Cet article fait suite à un article publié sur notre Blogue le 12 mars 2018 et qui analysait l’application de l’arrêt Jordan aux causes intentées en vertu de la LSJPA en Ontario.

Dans la décision R. v. Z.N., la Cour de justice de l’Ontario, sous la plume du juge Webber, se penche sur une demande en arrêt des procédures. L’adolescent allègue que son droit d’être jugé dans un délai raisonnable, tel que prévu à l’article 11b) de la Charte canadienne, n’a pas été respecté. L’adolescent argumente d’une part que le plafond présumé de 18 mois n’a pas été respecté et que, subsidiairement, un plafond présumé moins élevé devrait être établi pour les causes concernant les adolescents poursuivis sous la LSJPA.

Sans reprendre l’analyse détaillée du juge quant à la computation des délais et du plafond présumé de 18 mois, mentionnons simplement que le juge arrive à la conclusion que les délais excèdent le plafond présumé de 18 mois.

Suite à cette conclusion, le juge Webber se livre tout de même à l’analyse de l’argument soumis par la défense à l’effet que les adolescents devraient bénéficier d’un plafond présumé inférieur à celui prévu par la Cour suprême dans l’arrêt Jordan. Le juge Webber se déclare tout à fait en accord avec les motifs du juge Paciocco dans l’arrêt R. v.
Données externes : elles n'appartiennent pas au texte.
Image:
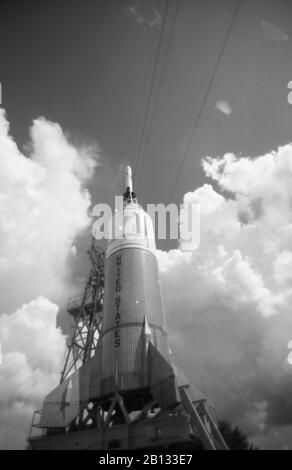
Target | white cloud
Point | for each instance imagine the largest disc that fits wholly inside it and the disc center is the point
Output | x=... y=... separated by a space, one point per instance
x=43 y=208
x=228 y=302
x=33 y=352
x=224 y=107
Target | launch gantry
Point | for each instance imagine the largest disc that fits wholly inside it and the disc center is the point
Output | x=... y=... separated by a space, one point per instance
x=120 y=388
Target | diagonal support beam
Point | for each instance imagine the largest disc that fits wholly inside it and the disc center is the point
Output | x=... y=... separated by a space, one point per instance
x=195 y=418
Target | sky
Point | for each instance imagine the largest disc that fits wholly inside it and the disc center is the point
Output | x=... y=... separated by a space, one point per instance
x=74 y=79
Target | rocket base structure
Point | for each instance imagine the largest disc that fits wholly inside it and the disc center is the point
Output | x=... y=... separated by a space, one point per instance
x=120 y=388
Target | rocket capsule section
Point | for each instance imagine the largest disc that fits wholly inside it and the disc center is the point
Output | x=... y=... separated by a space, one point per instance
x=132 y=296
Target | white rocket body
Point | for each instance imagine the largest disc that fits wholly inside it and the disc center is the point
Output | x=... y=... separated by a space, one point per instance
x=133 y=310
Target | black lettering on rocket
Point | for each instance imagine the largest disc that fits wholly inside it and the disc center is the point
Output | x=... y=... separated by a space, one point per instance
x=118 y=302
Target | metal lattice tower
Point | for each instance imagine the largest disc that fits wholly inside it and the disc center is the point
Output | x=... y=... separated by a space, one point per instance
x=86 y=310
J.M., auxquels les juges Watson et O’Marra avaient adhéré également dans les décisions R. v. P.S. et R. v. D.A. respectivement.

Pour appuyer sa position, le juge Webber se base principalement sur l’aspect du préjudice subi par les adolescents en lien avec les délais judiciaires. Tout comme l’avait mentionné la Cour d’appel de l’Ontario avant l’arrêt Jordan, le passage du temps est particulièrement préjudiciable pour un adolescent. Pour le juge, le préjudice est accéléré en quelque sorte pour les adolescents. Ce n’est qu’en abaissant le plafond présumé établi par l’arrêt Jordan qu’on parviendra à ce que les adultes et les adolescents vivent et expérimentent les mêmes garanties constitutionnelles.

Pour ces raisons, le juge Webber conclut que le plafond présumé pour les adolescents devrait être de quinze (15) mois. Le juge ouvre toutefois la porte à ce que ce plafond soit même abaissé à douze (12) mois vraisemblablement dans un avenir rapproché.